Aconselhamos que o chamado grupo de risco tenha prioridade para o gozo das férias, se isso for possível, sejam elas individuais ou coletivas.

Do Banco de Horas:
Trata-se de mais uma alternativa concedida aos empregadores cuja atividade for proibida ou restringida pelo poder público, ou que desejarem colaborar com a não propagação do vírus, proteger seus empregados e manter salários e atividade econômica.

A Medida Provisória autoriza a instituição do sistema de Banco de Horas por meio de acordo coletivo ou individual formal, para a compensação no prazo de até dezoito meses, contado da data de encerramento do estado de calamidade pública, independente de prazo diferente já fixado em contrato individual ou em norma coletiva aplicável aos contratos dos prepostos.

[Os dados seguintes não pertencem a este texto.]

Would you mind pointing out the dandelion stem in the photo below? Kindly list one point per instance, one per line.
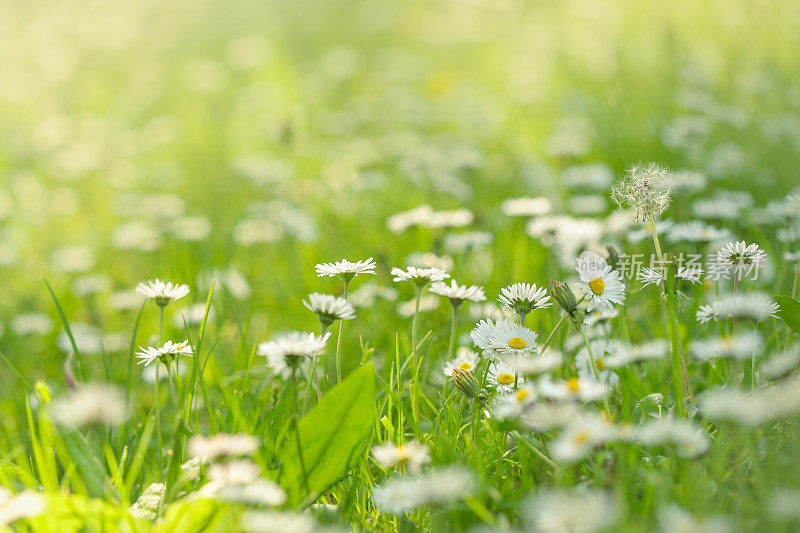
(594, 365)
(682, 387)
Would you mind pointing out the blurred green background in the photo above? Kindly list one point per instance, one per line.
(248, 140)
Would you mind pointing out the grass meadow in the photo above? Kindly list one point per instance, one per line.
(400, 265)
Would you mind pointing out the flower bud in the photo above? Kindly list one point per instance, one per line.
(466, 382)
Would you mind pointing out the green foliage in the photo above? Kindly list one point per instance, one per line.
(790, 312)
(333, 436)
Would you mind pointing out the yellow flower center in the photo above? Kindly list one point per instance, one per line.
(598, 286)
(505, 379)
(581, 437)
(517, 343)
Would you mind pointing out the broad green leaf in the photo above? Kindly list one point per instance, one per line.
(332, 435)
(790, 312)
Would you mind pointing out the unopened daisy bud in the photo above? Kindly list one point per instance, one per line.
(565, 297)
(466, 382)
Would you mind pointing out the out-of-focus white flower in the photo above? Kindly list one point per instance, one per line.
(576, 511)
(513, 405)
(277, 522)
(526, 207)
(92, 404)
(579, 389)
(345, 269)
(581, 437)
(221, 445)
(458, 293)
(329, 308)
(465, 360)
(741, 256)
(166, 353)
(420, 276)
(413, 455)
(780, 400)
(689, 440)
(286, 352)
(403, 494)
(732, 347)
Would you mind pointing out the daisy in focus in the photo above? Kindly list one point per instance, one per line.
(329, 308)
(286, 352)
(502, 377)
(166, 353)
(599, 284)
(524, 298)
(345, 269)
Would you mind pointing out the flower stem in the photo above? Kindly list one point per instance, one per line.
(453, 328)
(415, 357)
(339, 340)
(682, 387)
(296, 430)
(553, 333)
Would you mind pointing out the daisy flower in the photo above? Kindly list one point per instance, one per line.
(755, 306)
(538, 364)
(458, 293)
(412, 455)
(741, 256)
(482, 335)
(286, 352)
(166, 353)
(600, 285)
(420, 276)
(730, 347)
(345, 269)
(585, 390)
(163, 292)
(329, 308)
(576, 511)
(580, 438)
(510, 338)
(526, 207)
(524, 298)
(466, 360)
(502, 377)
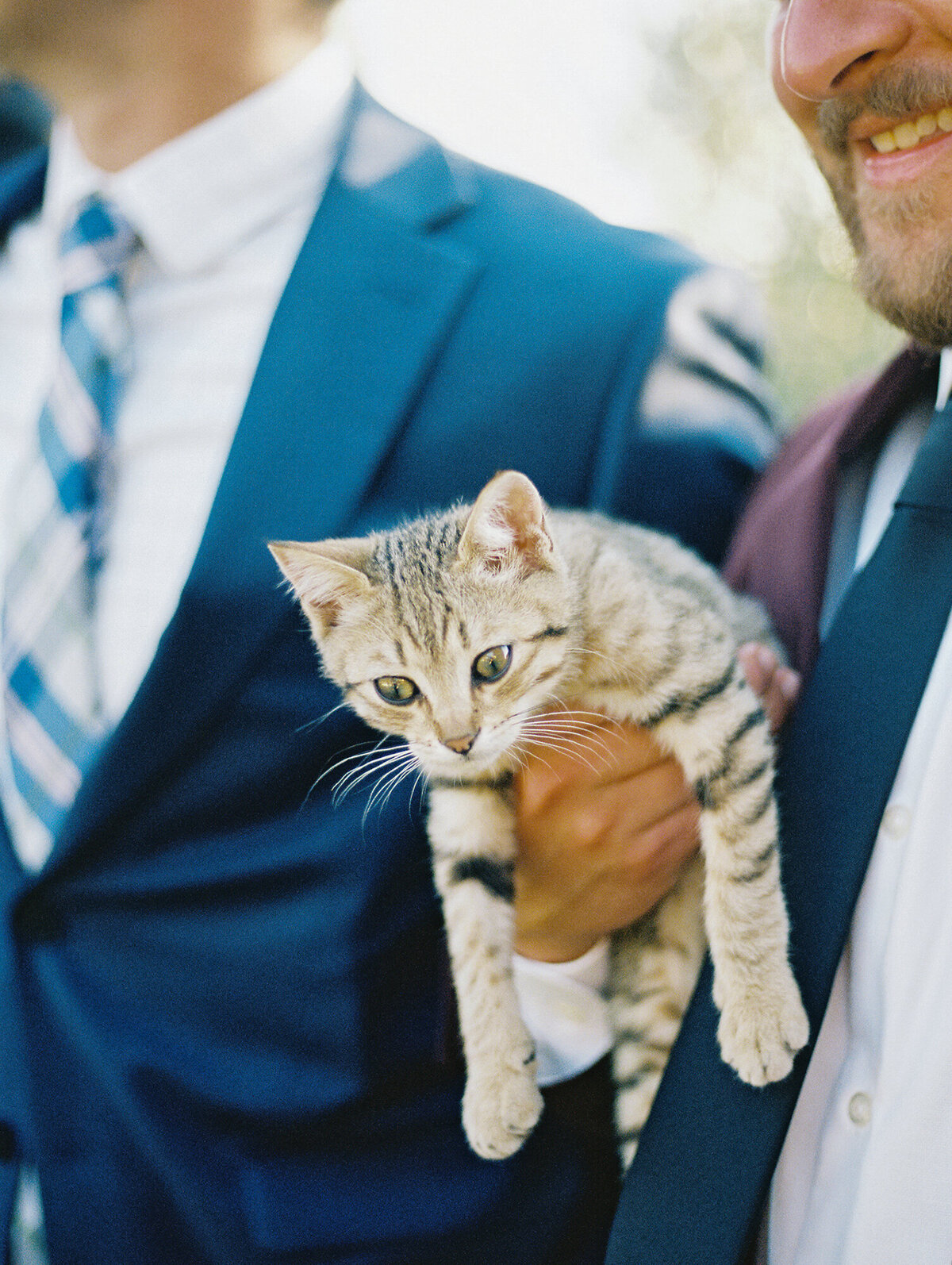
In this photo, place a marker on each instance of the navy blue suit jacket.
(221, 997)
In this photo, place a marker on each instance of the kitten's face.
(445, 632)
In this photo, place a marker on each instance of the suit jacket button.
(38, 921)
(8, 1143)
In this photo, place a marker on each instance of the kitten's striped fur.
(597, 617)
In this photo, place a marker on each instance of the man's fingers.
(775, 685)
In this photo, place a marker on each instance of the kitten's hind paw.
(760, 1032)
(500, 1111)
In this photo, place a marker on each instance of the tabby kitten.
(470, 634)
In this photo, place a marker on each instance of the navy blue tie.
(696, 1192)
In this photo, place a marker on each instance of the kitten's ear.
(325, 577)
(506, 526)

A compensação de tempo para recuperação do período interrompido poderá ser feita mediante prorrogação de jornada em até duas horas, que não poderá exceder dez horas diárias.

Os feriados não religiosos federais, estaduais, distritais e municipais poderão ser utilizados para compensação do saldo em banco de horas.

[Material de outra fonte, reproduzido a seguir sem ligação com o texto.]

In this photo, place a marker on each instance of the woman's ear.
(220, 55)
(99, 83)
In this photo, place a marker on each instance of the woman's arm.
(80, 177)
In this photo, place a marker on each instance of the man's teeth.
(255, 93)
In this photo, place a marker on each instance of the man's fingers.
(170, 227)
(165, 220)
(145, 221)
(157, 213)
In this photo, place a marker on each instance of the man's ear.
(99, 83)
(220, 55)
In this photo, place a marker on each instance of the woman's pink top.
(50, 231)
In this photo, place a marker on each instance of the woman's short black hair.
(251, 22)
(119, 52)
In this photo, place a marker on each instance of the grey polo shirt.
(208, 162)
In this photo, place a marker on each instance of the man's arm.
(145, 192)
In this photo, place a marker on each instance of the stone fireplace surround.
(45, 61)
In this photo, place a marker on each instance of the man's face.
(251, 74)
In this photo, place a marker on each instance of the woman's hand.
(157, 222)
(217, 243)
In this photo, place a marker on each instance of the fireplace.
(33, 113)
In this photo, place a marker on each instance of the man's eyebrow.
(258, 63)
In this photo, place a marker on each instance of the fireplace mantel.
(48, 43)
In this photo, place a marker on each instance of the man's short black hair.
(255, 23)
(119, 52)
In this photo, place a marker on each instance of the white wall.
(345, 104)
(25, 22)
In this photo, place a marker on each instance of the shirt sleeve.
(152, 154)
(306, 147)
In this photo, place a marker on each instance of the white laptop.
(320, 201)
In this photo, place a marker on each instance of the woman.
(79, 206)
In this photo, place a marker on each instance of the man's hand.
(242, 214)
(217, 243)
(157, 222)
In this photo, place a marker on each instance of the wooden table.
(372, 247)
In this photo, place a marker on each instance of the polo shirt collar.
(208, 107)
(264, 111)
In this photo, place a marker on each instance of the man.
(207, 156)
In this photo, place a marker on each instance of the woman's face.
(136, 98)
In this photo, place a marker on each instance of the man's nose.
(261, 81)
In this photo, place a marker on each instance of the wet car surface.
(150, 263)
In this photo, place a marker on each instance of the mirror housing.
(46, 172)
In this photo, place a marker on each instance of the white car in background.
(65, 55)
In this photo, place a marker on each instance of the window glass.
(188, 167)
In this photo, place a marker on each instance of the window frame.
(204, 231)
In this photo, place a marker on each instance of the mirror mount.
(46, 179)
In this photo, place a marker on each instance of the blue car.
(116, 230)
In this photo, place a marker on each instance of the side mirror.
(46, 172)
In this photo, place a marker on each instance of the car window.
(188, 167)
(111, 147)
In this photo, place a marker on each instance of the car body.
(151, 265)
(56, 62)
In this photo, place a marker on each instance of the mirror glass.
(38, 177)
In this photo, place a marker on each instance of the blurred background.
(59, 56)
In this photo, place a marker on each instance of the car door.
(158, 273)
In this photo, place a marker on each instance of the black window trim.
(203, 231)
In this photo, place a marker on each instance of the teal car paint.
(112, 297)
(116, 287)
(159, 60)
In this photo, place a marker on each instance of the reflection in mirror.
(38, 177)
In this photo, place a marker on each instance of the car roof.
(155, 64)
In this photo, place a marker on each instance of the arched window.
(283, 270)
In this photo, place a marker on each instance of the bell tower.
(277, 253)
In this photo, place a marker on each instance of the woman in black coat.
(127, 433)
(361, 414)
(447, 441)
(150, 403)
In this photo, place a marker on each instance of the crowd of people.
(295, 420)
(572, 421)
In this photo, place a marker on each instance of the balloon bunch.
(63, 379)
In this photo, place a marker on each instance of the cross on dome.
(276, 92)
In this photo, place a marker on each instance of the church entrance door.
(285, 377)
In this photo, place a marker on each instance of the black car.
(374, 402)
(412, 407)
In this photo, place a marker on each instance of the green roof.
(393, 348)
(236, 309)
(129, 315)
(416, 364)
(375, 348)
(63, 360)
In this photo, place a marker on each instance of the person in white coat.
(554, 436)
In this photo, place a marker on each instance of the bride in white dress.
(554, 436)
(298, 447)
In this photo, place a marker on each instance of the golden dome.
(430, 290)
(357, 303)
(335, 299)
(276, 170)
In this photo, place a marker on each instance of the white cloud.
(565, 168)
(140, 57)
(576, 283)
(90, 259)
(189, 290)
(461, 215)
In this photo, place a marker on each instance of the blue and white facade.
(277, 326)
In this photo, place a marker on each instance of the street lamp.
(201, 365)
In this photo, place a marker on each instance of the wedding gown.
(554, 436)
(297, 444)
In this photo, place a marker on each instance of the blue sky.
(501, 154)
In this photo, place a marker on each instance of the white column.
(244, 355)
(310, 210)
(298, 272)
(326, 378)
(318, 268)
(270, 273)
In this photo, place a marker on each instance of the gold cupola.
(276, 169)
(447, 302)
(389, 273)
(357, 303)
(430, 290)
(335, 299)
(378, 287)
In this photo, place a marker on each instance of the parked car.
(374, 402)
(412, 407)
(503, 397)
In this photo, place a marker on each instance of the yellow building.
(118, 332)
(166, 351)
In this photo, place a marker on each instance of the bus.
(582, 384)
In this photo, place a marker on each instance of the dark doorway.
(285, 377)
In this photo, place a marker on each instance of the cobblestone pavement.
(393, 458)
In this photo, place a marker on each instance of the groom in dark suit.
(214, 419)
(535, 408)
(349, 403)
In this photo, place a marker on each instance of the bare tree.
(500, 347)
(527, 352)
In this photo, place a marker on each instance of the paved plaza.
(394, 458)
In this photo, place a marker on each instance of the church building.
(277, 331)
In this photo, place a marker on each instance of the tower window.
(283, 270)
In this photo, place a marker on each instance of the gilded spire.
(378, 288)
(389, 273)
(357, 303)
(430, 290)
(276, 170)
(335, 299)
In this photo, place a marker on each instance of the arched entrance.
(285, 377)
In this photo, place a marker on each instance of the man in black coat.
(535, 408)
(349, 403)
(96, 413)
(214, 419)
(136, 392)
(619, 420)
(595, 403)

O período de dezoito meses, a partir do encerramento do estado de calamidade pública, permite ao empregador fazer uma boa gestão do acúmulo de horas do período para compensar as horas a quantidade de horas que fica acumulada no saldo de cada trabalhador.

Da Suspensão de Exigências Administrativas em Segurança e Saúde no Trabalho:
Ficou suspensa a obrigatoriedade de realização dos exames médicos ocupacionais, clínicos e complementares, exceto dos exames demissionais. E os exames que ficaram suspensos deverão ser realizados no prazo de sessenta dias, contado da data de encerramento do estado de calamidade pública.

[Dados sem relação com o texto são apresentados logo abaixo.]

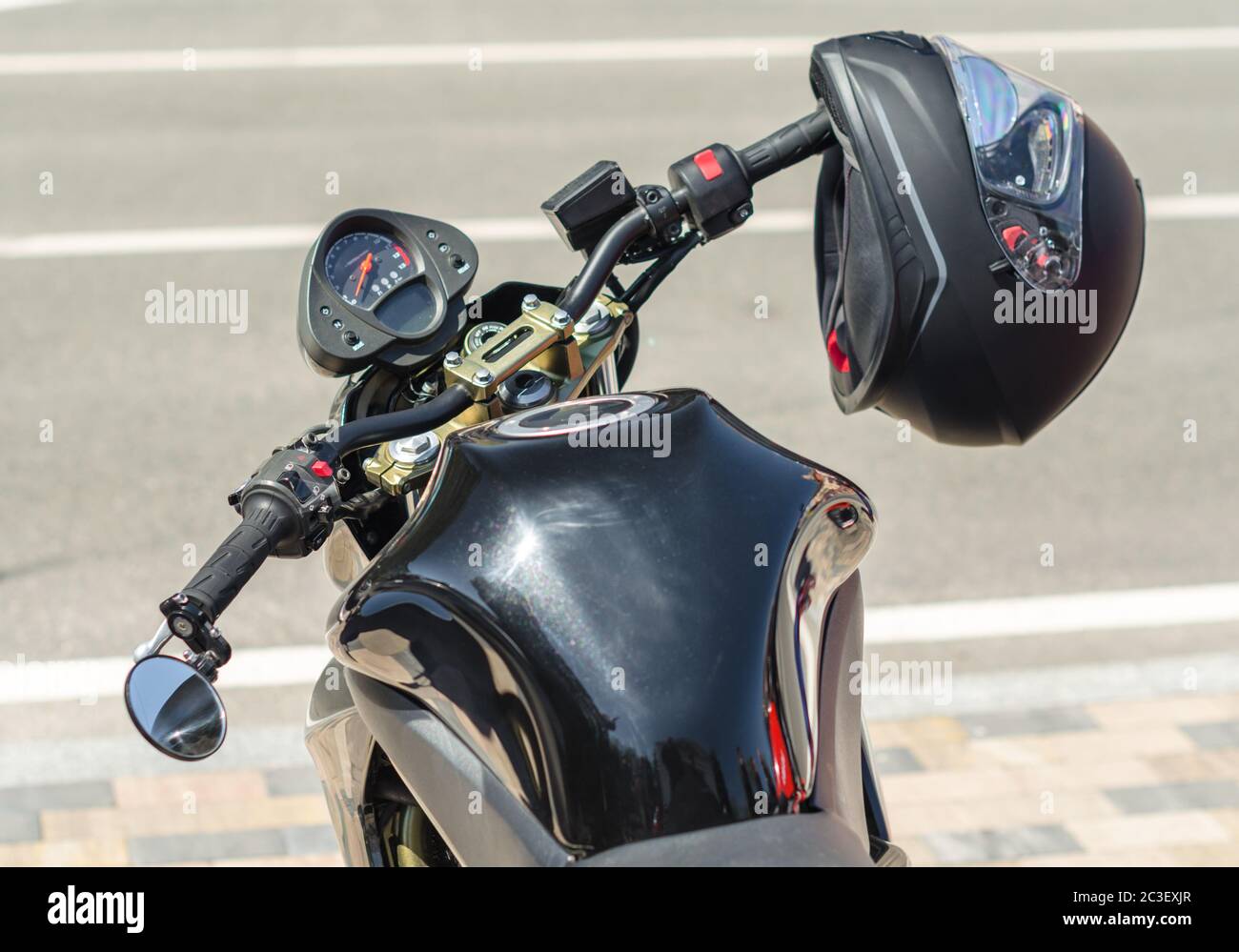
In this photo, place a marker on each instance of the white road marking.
(1054, 614)
(533, 228)
(1061, 685)
(581, 51)
(30, 680)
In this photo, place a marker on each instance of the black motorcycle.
(587, 626)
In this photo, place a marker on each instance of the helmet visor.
(1028, 152)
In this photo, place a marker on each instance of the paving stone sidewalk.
(1150, 782)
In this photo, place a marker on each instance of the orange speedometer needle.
(360, 278)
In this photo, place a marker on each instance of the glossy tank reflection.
(635, 638)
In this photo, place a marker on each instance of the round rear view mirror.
(174, 708)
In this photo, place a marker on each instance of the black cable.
(602, 262)
(640, 291)
(372, 431)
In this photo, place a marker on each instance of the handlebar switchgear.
(288, 507)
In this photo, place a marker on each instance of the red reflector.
(837, 354)
(784, 785)
(1012, 234)
(707, 164)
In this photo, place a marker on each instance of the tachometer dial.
(364, 267)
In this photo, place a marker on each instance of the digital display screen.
(409, 310)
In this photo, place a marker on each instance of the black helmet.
(979, 242)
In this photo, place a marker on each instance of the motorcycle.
(586, 626)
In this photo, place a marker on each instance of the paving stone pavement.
(1148, 782)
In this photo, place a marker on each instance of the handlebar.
(289, 505)
(268, 522)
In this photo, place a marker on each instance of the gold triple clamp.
(544, 338)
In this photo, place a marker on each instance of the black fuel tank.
(623, 606)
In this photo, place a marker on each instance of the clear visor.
(1028, 152)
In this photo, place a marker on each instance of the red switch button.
(1011, 235)
(707, 164)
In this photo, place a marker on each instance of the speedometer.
(364, 267)
(383, 288)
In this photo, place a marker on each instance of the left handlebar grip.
(268, 520)
(789, 145)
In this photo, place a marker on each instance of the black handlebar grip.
(268, 520)
(787, 147)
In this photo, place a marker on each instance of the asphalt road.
(152, 425)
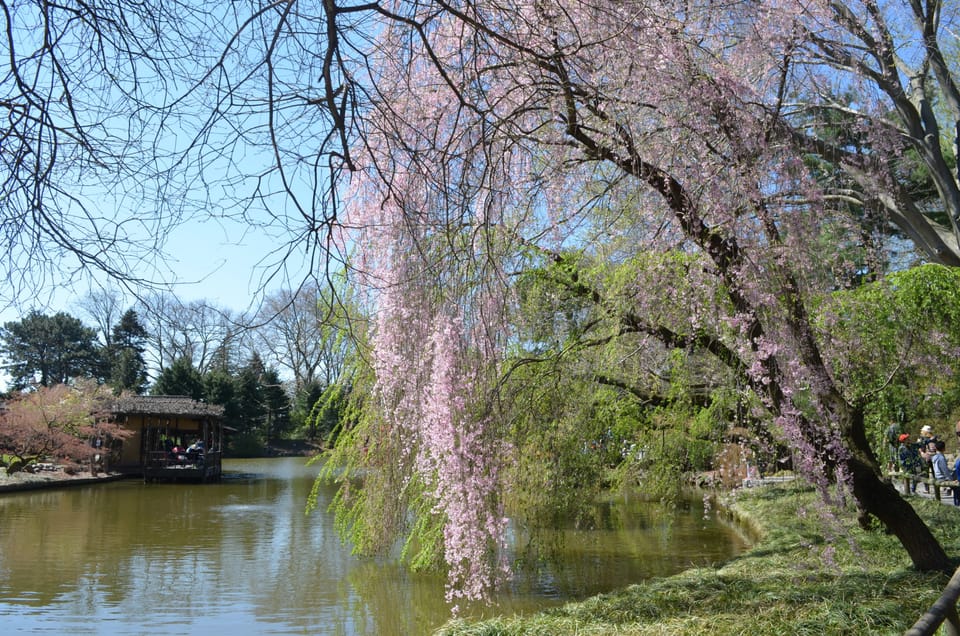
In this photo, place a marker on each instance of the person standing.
(893, 443)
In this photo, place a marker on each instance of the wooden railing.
(910, 481)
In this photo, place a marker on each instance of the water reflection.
(242, 557)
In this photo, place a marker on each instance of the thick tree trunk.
(879, 498)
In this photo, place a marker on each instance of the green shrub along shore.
(812, 570)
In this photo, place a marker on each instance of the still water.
(242, 557)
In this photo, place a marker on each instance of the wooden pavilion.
(173, 438)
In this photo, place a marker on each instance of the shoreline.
(20, 482)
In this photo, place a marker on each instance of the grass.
(811, 572)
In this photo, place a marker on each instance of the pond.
(241, 557)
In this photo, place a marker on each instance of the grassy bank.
(807, 574)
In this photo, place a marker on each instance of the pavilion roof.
(169, 405)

Se o médico coordenador de programa de controle médico e saúde ocupacional (PCMSO) considerar que essa prorrogação representa risco para a saúde do empregado, indicará ao empregador a necessidade de sua realização.

O exame demissional poderá ser dispensado caso o exame médico ocupacional mais recente tenha sido realizado há menos de cento e oitenta dias.

Também ficou suspensa a obrigatoriedade de se realizarem treinamentos periódicos e eventuais dos atuais empregados, que deverão ser realizados no prazo de noventa dias a partir da data de encerramento do estado de calamidade pública.

Esses treinamentos poderão ser realizados na modalidade de ensino a distância e caberá ao empregador observar os conteúdos práticos, de modo a garantir que as atividades sejam executadas com segurança.

Vale frisar que contamos com empresas parceiras que podem ministrar esses treinamentos não presenciais.

Do Direcionamento do Trabalhador para Qualificação: [1]
O contrato de trabalho poderá ser suspenso, mediante acordo individual, por até quatro meses, para participação do empregado em curso ou programa de qualificação profissional não presencial oferecido pelo empregador, diretamente ou por meio de entidades responsáveis pela qualificação, com duração equivalente à suspensão contratual.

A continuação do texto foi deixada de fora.